Alcune aziende hanno un approccio di squadra piuttosto che un approccio individuale, e questo è molto gradito da una certa fascia di clientela che necessita di risposte anche quando il loro il planner di riferimento è in vacanza.

Il mercato della consulenza finanziaria, negli USA, è già molto avanzato, per cui certe qualità (che qui in Italia cominciano ad essere richieste solo adesso) sono entrate da decenni nella mentalità degli investitori. In generale, tutti cercano di selezionare un consulente in grado di dimostrare di essere un vero esperto finanziario in base alla propria istruzione, all’esperienza e alle certificazioni pertinenti, ed i migliori consulenti hanno anni di esperienza applicabile nel fornire consulenza e servizi all’avanguardia.

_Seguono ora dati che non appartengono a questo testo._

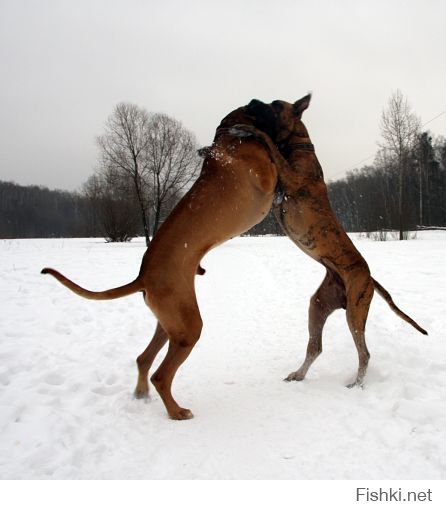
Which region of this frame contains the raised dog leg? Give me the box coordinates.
[285,269,346,381]
[135,322,168,398]
[150,300,203,420]
[346,269,374,388]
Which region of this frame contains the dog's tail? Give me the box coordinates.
[372,278,428,335]
[41,267,144,301]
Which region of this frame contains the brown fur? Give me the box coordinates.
[251,95,427,386]
[42,102,285,420]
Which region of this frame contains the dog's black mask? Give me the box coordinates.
[245,99,277,140]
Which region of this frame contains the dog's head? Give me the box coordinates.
[245,94,311,147]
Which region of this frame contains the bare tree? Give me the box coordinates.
[97,103,150,246]
[147,114,202,235]
[380,90,420,240]
[97,103,199,246]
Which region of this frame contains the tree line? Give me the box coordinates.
[0,91,446,239]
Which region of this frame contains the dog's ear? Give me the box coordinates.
[293,94,311,118]
[246,99,277,139]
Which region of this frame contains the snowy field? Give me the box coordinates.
[0,232,446,480]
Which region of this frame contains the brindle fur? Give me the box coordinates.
[249,95,427,387]
[42,102,286,420]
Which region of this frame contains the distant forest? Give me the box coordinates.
[0,133,446,240]
[0,91,446,241]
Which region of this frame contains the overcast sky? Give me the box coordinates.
[0,0,446,190]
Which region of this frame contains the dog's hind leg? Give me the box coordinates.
[150,301,203,420]
[285,269,346,381]
[346,269,374,388]
[135,322,168,398]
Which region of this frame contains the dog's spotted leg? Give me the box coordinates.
[285,269,345,381]
[135,322,167,398]
[347,271,374,388]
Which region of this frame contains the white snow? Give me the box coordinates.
[0,232,446,480]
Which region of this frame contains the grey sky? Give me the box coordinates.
[0,0,446,189]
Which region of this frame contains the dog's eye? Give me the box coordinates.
[271,101,283,112]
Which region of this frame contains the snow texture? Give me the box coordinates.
[0,232,446,480]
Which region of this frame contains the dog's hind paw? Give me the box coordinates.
[169,407,194,420]
[133,388,150,400]
[284,370,305,382]
[346,381,364,390]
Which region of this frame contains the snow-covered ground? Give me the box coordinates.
[0,232,446,479]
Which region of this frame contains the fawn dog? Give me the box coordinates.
[42,101,286,420]
[246,94,427,387]
[42,96,427,420]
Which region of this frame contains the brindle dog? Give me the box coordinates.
[42,102,286,420]
[249,95,427,387]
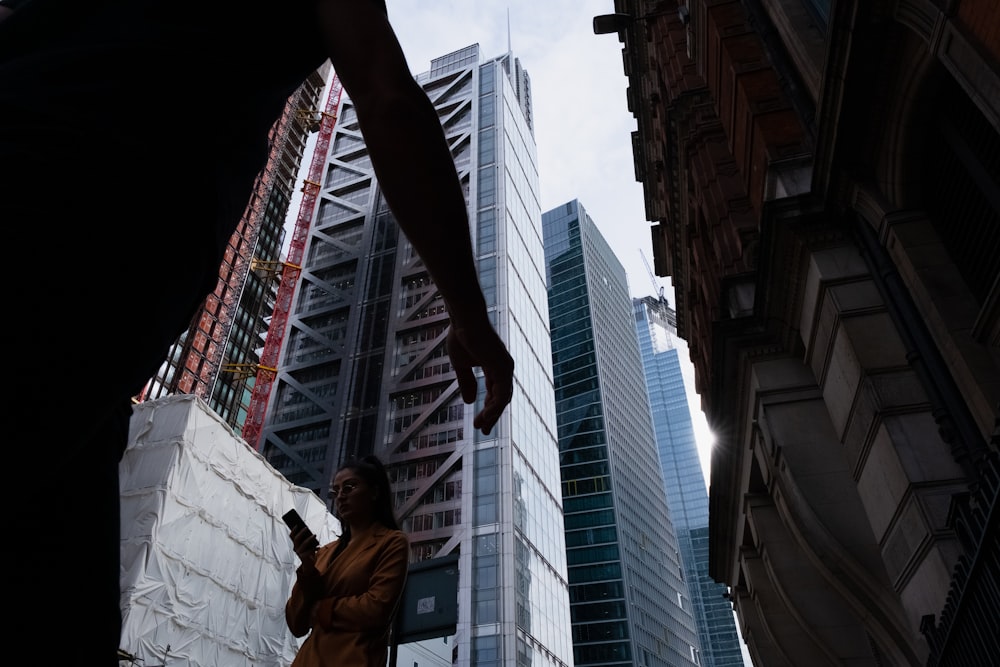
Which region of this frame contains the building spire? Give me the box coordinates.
[507,5,513,53]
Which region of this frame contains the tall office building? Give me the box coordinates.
[261,45,572,667]
[542,200,700,667]
[137,62,330,430]
[632,296,743,667]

Inoltre, il cliente americano pretende trasparenza, che i consulenti di alta qualità offrono volontariamente, evidenziando subito le informazioni necessarie per prendere la giusta decisione. Del resto, essi vengono remunerati con parcella professionale, proprio come gli altri professionisti (fiscalisti, avvocati), a tariffa oraria, fissa o basata sull’attività svolta. A queste vanno aggiunte le spese generali, che i migliori consulenti finanziari riveleranno con precisione e relativa documentazione di spesa.

Infine, i professionisti più affidabili sanno che il cliente ha delle aspettative di rendimento, e forniscono documentazione sui loro risultati passati e sulle metodologie applicate per ottenerli, fornendo poi una buona attività di comunicazione fatta di rapporti, riunioni, e-mail e chiamate, allo scopo di tenere il cliente sempre pienamente informato sui risultati e sulle fasi del mercato, nonché sul grado di raggiungimento degli obiettivi.

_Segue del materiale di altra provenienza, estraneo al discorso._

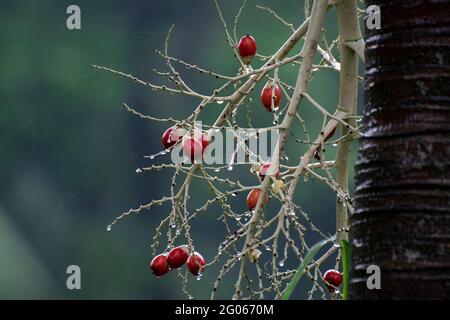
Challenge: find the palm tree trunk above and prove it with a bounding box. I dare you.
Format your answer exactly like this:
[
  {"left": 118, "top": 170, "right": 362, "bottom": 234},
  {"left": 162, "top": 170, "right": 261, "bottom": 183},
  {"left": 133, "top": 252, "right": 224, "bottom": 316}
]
[{"left": 350, "top": 0, "right": 450, "bottom": 299}]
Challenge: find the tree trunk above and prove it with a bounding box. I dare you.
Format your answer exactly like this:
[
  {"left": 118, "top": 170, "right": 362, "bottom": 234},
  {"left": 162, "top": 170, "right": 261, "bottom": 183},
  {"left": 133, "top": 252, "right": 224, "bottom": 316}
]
[{"left": 350, "top": 0, "right": 450, "bottom": 299}]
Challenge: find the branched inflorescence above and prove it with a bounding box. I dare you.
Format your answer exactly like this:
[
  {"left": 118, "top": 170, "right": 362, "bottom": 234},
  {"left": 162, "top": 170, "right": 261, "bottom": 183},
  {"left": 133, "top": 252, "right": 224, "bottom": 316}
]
[{"left": 94, "top": 0, "right": 364, "bottom": 299}]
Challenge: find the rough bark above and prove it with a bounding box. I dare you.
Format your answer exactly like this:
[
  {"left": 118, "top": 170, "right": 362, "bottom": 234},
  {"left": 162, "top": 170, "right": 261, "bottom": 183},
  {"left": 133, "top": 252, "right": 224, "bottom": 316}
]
[{"left": 350, "top": 0, "right": 450, "bottom": 299}]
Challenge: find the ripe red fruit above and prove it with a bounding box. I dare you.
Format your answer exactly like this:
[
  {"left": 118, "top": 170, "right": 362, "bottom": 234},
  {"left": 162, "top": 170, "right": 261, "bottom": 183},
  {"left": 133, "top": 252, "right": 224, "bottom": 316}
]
[
  {"left": 187, "top": 252, "right": 206, "bottom": 276},
  {"left": 167, "top": 246, "right": 189, "bottom": 269},
  {"left": 150, "top": 253, "right": 169, "bottom": 277},
  {"left": 259, "top": 163, "right": 280, "bottom": 181},
  {"left": 247, "top": 189, "right": 269, "bottom": 211},
  {"left": 162, "top": 127, "right": 183, "bottom": 149},
  {"left": 238, "top": 34, "right": 256, "bottom": 64},
  {"left": 323, "top": 269, "right": 342, "bottom": 292},
  {"left": 261, "top": 81, "right": 281, "bottom": 112}
]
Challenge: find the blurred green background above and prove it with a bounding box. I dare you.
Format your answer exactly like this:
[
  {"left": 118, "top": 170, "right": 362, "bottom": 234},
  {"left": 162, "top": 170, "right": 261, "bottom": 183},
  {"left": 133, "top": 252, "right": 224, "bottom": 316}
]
[{"left": 0, "top": 0, "right": 362, "bottom": 299}]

In definitiva, ciò che si richiede ad un consulente negli Stati Uniti non è molto dissimile agli standard che si vanno via via formando anche in Italia, dove l’analfabetizzazione finanziaria è ancora piuttosto frequente. Del resto, in Italia abbiamo già più di 500.000 investitori “over one million”, e sarà soprattutto a questi che viene oggi destinato uno stile di consulenza improntato al “modello americano”, con il quale le banche europee (le MiFID ne sono una valida testimonianza) vorrebbero rivaleggiare, per acquisire una posizione di leadership nel prossimo futuro.